Sarfarazi is a professor of genetics. He directs the Surgical Research Center at the UConn Health Center. According to peers and fellow researchers from Toronto, Chicago and New York, he is among the top experts in the world on the genetics of glaucoma. This February, together with research associate Tayebeh Rezaie, he pinpointed the cause of primary open-angle glaucoma (POAG), a leading cause of blindness. Their findings first appeared in Science.

POAG can lie in wait for as long as 30 years, producing few or no symptoms. Then it blindsides victims, leaving them with the classic tunnel vision symptomatic of glaucoma. Detected too late, blindness is inevitable -- but sight loss can be limited if the disease is diagnosed early. Suspecting that POAG has genetic roots, Sarfarazi set out to find a genetic marker to use in detecting the disease.

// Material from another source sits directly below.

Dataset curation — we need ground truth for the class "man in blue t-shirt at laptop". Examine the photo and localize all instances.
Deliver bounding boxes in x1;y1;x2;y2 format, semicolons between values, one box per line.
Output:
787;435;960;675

The research team found it by meticulously studying 54 families with inherited, adult-onset glaucoma. In a significant number of these patients, a specific gene sequence on one chromosome was damaged by mutations. The researchers learned that one of the genes in the sequence gives instructions for a special eye protein they named "optineurin."

Normal optineurin suppresses a devious protein that kills optic nerve cells prematurely. Sarfarazi theorizes that in patients diagnosed with POAG, mutated optineurin can't perform this task. Peripheral vision narrows, and eventually vision is squeezed to the zero point.

Now that he has pinpointed the mutation, he and Rezaie hope to develop a drug that can reverse its effects. In the meantime, the discovery can help doctors diagnose POAG years in advance of symptoms, so patients can be treated and eyesight loss deferred and curbed.

The research continues Sarfarazi's life interest in how the optic nerve interacts with the brain. For people who don't yet know that POAG is their genetic fate, it could remove a major blind spot -- for Sarfarazi and his team, that makes the years of disciplined effort worth every second.